Having trimmed China’s ideological sails to the winds of change, Xi Jinping has rather calculatedly deviated from Mao Zedong’s thesis that “a revolution is not a dinner party”. As much was clear from the lavish feast and grandstanding in the Forbidden City in honour of Donald Trump. On the surface, the bonding signifies a new phase in US-China relations. Most importantly, the palace in central Beijing has hosted a banquet for a foreign leader in almost 70 years, indeed since the Communist party assumed power in 1949.

No less crucially, the occasion was packaged as the US President’s “state visit-plus”, reinforced with a children’s “greeting party” and the eloquent chant, “Welcome to China! I love you!” The reception has been exceptional by any reckoning; it has enthused Mr Trump to use no fewer than six adjectives ~ “magnificent, incredible, beautiful, impressive, terrific and unforgettable”. The optics at the Great Hall of the People and the Forbidden City have overshadowed the trade deals worth $9 billion, signed by the two leaders.

The US President, known to be abrasive and impetuous, has underlined his “great chemistry” with Mr Xi ~ a “very special man, for whom he has an incredibly warm feeling”. In terms of diplomatic courtesies at the level of helmsmen, it will not be easy to cite another parallel in international relations. For all that, however, it is hard not to wonder whether bonhomie will readily lead to a shift in dynamics. It would be pertinent to recall that on the first day in office as the US President, Mr Trump had accused China of raping the US economy and lampooning Beijing as a “currency manipulator”.
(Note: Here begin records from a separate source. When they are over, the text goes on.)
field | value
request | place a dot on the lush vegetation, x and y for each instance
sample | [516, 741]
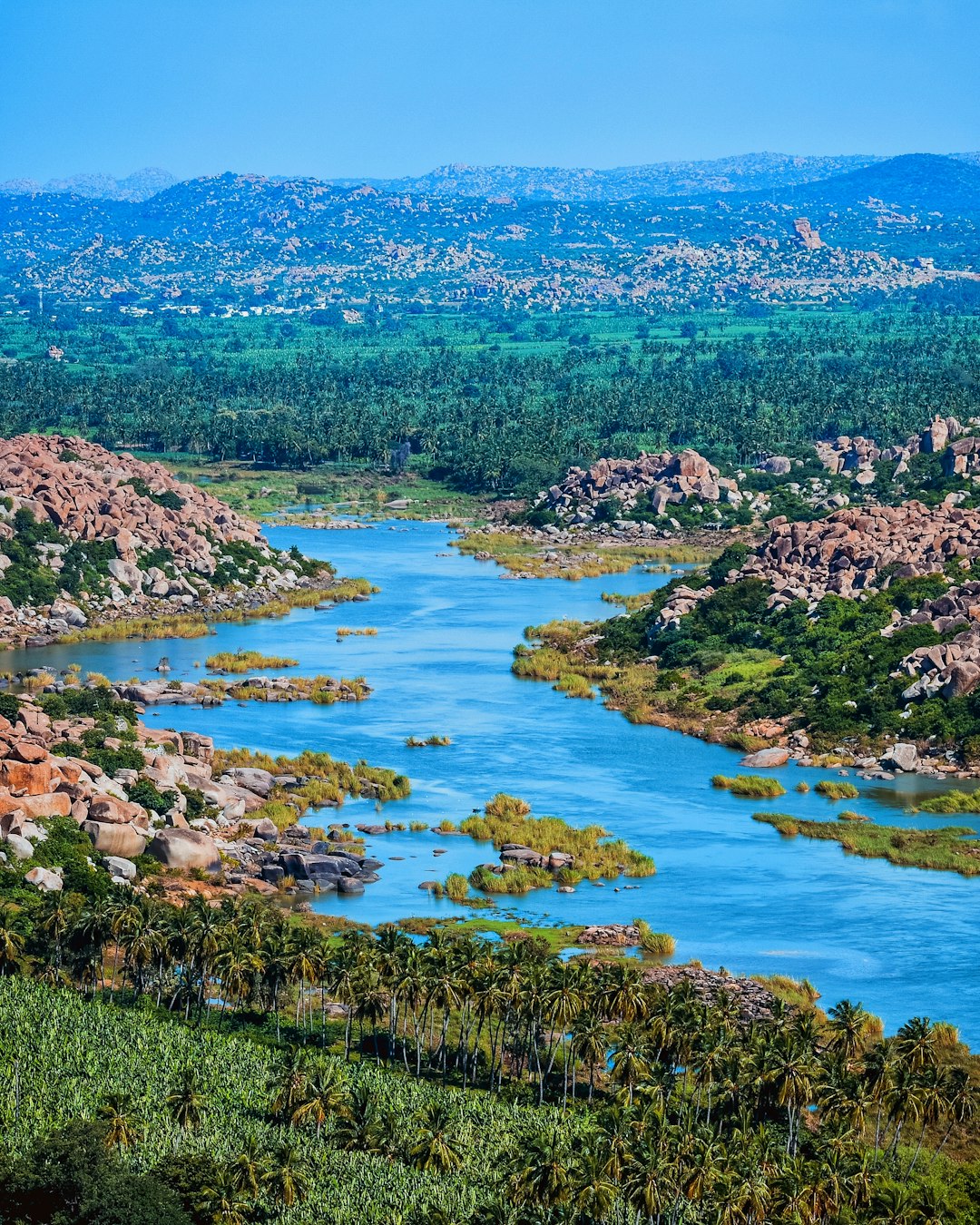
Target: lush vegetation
[949, 849]
[732, 661]
[199, 1068]
[753, 786]
[495, 401]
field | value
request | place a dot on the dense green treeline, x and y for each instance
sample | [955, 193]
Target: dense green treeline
[486, 410]
[461, 1082]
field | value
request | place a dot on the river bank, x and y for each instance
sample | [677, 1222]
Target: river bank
[729, 889]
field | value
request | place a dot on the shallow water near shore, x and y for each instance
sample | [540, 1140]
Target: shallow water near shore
[731, 891]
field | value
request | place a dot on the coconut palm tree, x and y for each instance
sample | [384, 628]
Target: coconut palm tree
[543, 1176]
[287, 1176]
[186, 1102]
[122, 1130]
[248, 1170]
[847, 1028]
[322, 1094]
[437, 1144]
[13, 940]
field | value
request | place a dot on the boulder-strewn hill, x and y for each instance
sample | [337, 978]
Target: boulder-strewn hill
[304, 242]
[87, 534]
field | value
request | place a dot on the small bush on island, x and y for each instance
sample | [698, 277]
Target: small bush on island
[949, 849]
[658, 944]
[833, 790]
[245, 662]
[456, 887]
[512, 879]
[597, 854]
[952, 801]
[752, 786]
[573, 685]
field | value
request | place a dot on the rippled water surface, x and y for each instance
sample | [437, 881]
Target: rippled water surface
[731, 891]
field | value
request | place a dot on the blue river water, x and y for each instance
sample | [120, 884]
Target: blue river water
[731, 891]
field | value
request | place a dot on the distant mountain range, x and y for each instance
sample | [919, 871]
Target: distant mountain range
[746, 172]
[248, 240]
[137, 186]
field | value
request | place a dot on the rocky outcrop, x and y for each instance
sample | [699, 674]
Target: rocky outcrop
[185, 849]
[753, 1001]
[858, 456]
[848, 552]
[175, 545]
[610, 935]
[240, 851]
[669, 479]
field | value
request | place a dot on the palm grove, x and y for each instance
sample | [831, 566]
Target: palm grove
[492, 403]
[237, 1064]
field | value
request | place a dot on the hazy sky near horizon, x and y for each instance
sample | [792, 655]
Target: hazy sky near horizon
[343, 88]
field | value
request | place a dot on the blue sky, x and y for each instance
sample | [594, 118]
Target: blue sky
[388, 87]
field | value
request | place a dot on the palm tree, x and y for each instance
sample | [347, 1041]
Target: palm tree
[13, 940]
[186, 1104]
[321, 1096]
[544, 1173]
[248, 1170]
[120, 1124]
[288, 1085]
[631, 1057]
[848, 1025]
[437, 1144]
[227, 1202]
[288, 1175]
[590, 1044]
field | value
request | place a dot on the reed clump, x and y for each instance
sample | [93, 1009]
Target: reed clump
[953, 801]
[949, 849]
[245, 662]
[573, 685]
[832, 789]
[658, 944]
[456, 887]
[512, 879]
[752, 786]
[506, 818]
[359, 779]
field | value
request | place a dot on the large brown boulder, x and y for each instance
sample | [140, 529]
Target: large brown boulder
[185, 849]
[56, 804]
[34, 778]
[112, 811]
[111, 839]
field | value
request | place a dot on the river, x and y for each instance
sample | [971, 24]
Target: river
[731, 891]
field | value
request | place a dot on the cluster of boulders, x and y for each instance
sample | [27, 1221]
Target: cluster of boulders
[669, 479]
[169, 538]
[858, 456]
[38, 783]
[610, 935]
[266, 689]
[753, 1001]
[847, 552]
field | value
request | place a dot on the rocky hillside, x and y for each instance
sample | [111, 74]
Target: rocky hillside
[149, 793]
[309, 244]
[91, 535]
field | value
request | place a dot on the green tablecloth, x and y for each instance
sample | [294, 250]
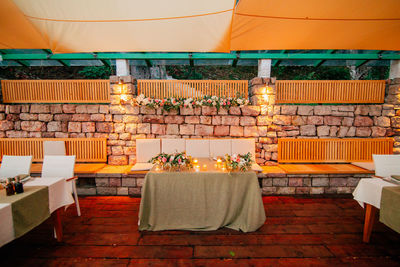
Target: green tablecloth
[29, 209]
[201, 201]
[390, 209]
The time-frame is as remarkable as the shift in stance ~ from January to November 2017. Overall, there is little doubt that the two leaders were desperately anxious to convey a resounding message to North Korea. Markedly, President Trump has been scarcely moved by human rights violations in China, such as the house-arrest of activists and dissidents on the eve of his visit. The nub of the matter must be that Beijing is somewhat relieved, if not secretly happy, over America’s retreat from global leadership. If President Trump has his way, the US will be the only country outside the Paris agreement on climate-change.

At another remove, China under President Xi is posited in the vanguard of action in matters environmental. The comity of nations will nonetheless be anxious to know whether the new-found bonhomie will be enduring, despite President Trump’s tweet that he is looking forward to an “even stronger relationship”.

The world cannot readily concur with President Xi’s contention that the interests of the two nations are “closely converging”. Trade relations remain a major area irritant. While Mr Trump has been fairly predictable in his inconsistency, Mr Xi has pursued his agenda of “great power diplomacy with Chinese charateristics”. And for now, this has translated into a historic dinner.